Author
Gabriella Pellagatti
Publishing date
A block by block conversation with Ben Milne
In Block by Block, Denelle Dixon talks with Brale CEO Ben Milne about why stablecoin issuance was expensive, exclusive, and slow to scale - and why that’s no longer the case, thanks to Brale.
Ben lives in Des Moines, Iowa, and jokes that explaining his work at dinner parties rarely goes well. His shorthand for Brale is simple: “It’s like a big money computer.” In practice, Brale lets companies issue and operate regulated, fiat-backed stablecoins without building the banking, compliance, or blockchain stack themselves.
Before founding Brale, Ben spent more than a decade building large-scale USD transfer infrastructure at Dwolla. That experience shaped how he thinks about payments - both how far the system has come and where its limits remain.
This conversation traces how those limits pushed Milne toward stablecoins, why he believed existing regulation already supported them, and how Brale’s approach to licensing and infrastructure changes who can issue and use digital dollars.
Dixon opens the conversation by reframing what matters most right now. “The defining question for institutional adoption of onchain assets,” she says, “it isn’t speed, and it’s not cost. It really is trust.” Institutions want to know who is issuing these assets, how they are governed, and what happens when something goes wrong. Expectations from regulators, banks, and enterprises are higher than they were a few years ago - and, as Dixon notes, that pressure is a good thing.
Ben agrees. Trust, he argues, is earned by operating inside clear rules, not by trying to outrun them.
Ben has been consistent about his approach from the start. “I thought it was best to be regulated,” he says. “I thought it was best to build the business inside of the existing regulatory structure and not try to convince a new one.” In his view, the framework for issuing stablecoins already existed under money transmitter laws. The problem was that it was expensive, fragmented, and poorly understood.
Brale spent its first two and a half years doing the unglamorous work: securing licenses and building its own signing, issuance, and custody infrastructure in-house. Only after that foundation was in place did the company begin selling to customers. For Ben, that sequence was how credibility was earned.

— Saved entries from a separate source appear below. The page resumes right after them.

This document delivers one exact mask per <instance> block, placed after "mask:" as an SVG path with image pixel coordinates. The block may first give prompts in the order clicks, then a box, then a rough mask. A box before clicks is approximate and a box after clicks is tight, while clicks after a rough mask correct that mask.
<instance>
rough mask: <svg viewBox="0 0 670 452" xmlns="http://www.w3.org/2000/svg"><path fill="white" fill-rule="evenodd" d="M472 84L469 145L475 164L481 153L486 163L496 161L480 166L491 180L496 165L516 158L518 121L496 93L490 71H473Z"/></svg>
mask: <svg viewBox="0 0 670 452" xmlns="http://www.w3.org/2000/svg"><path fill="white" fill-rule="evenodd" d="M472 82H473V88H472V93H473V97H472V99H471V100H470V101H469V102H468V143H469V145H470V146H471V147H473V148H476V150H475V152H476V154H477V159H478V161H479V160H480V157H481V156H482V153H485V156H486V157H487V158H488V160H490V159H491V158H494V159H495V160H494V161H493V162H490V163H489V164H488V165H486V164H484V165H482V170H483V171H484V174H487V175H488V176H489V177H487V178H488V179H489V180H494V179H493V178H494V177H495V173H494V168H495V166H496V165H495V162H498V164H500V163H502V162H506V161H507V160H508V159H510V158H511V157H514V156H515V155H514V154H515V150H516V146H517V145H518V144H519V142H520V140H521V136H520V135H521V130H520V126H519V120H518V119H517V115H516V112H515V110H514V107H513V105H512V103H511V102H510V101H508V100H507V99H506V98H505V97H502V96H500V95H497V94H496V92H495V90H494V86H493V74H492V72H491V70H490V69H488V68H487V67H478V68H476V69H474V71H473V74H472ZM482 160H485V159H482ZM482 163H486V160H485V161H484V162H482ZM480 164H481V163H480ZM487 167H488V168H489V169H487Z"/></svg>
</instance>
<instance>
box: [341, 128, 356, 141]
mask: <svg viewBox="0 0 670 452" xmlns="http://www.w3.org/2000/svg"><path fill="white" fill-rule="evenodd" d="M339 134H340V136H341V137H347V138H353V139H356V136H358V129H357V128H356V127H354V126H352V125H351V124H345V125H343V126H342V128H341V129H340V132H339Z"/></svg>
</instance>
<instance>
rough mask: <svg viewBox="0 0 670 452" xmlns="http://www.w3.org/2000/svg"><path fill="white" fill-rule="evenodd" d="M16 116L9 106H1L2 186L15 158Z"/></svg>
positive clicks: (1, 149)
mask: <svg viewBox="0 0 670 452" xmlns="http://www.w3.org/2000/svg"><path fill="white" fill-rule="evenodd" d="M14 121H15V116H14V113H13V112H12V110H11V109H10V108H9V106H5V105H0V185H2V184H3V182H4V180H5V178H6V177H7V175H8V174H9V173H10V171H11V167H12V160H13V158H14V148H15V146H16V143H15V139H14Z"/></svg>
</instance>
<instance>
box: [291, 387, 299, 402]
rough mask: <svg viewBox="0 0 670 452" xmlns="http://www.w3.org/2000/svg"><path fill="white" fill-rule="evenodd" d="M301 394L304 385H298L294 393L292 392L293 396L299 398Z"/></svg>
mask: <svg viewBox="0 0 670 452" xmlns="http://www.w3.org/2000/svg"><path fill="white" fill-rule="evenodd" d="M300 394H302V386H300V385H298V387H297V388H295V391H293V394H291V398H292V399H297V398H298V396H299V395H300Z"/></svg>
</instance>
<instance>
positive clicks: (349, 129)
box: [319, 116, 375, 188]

One decision reshaped the business more than any other. Brale began supporting stablecoins it did not issue, including assets from Paxos and Circle. Internally, the move raised obvious questions. Why support competitors?
Ben’s response: “We kind of took a flyer and just did it because a customer asked,” Ben says. “And it totally changed the business.” Usage “absolutely exploded.” Supporting multiple issuers unlocked flows across chains, assets, bank accounts, and virtual accounts. What started as an accommodation clarified that Brale’s role is not just an issuer, but shared infrastructure for moving digital dollars.
That shift made the economics hard to ignore. “When we got started, it was like a hundred million bucks was the ticket to go launch a stablecoin,” Ben says, adding that companies needed “a line of sight to a billion dollars” to be taken seriously. That model worked for PayPal or Stripe. For nearly everyone else, it meant being locked out.
Brale set out to absorb that fixed cost once. “We spent that first two and a half years building all that tech to get it down to a dollar in a minute,” Ben says. “It’s literally like a million times better than the next best last thing.” The result is not just lower cost, but a different starting point. Developers no longer need insider access or enterprise contracts to begin.
This is where Dixon’s idea of the “permissionless premium” comes to life. Well-designed open infrastructure can offer institutions capabilities they cannot get from closed systems.
Ben sees stablecoin adoption unfolding over long horizons. Payments come first, followed by embedded finance, with full institutional adoption playing out over decades. Trillions of dollars may eventually move onto protocols.
What remains unknowable is what happens when stablecoins expand the bandwidth of money itself, particularly in combination with AI and autonomous agents. “It’s possible that stablecoins and protocols create the scenario where this is like edge compute for money,” Ben says. “I think there’s something like that out there. I just don’t know what it is yet. I’m excited to find out.”